Keban yolunda virajı alamayarak takla attık. Bak bu çok kötüydü işte. Arabanın içinde dönüyosun. Kalemdir telefondur havada uçuşuyor. Toz duman dağıldığında bi baktım bana facesitting yapıyolar. Çek lan götünü dedim boğuk bi sesle. O gün bugündür arabanın içinde açıktaki gözlere ıvır zıvır koyanlara ayar olurum. Hiç gerek yok, gözümüze mözümüze girer, kör oluruz lan!
Diyarbakır’da geri geri gelirken kirpi(askeri taşıt olan) bizi göremedi orta direğin ordan küt diye koydu. Araba kazadan sonra yukardan bakınca fiyonk makarna gibi görünüyordu. Ama onu kazadan saymıyorum pek. Devletin Arabası sonuçta. Bi de Mehmetçik la adam.

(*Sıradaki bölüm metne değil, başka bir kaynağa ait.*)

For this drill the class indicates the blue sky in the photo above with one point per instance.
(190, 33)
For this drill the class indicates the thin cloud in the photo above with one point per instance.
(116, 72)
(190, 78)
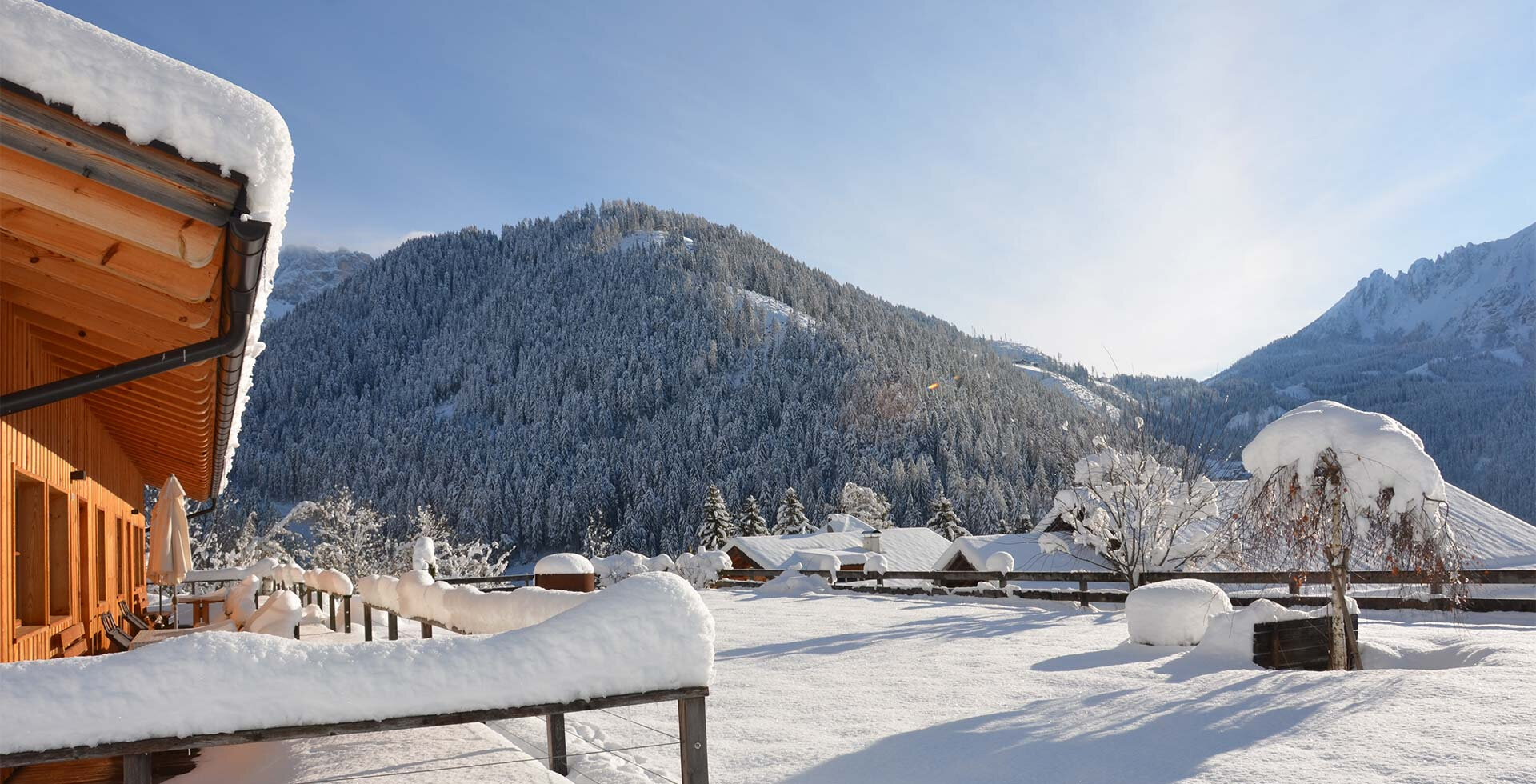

Motor sesinden kornamızı duyamadı ellam.
çocukken bisikletle arabanın önüne çıkmıştım sonra bisikletten atladım canımı zor kurtardım. olaya canlı canlı tanık olan rahmetli komşumuz şoka girmişti. o zamandan belliymiş ne bok yersem yiyeyim hep ucuz atlatacağım.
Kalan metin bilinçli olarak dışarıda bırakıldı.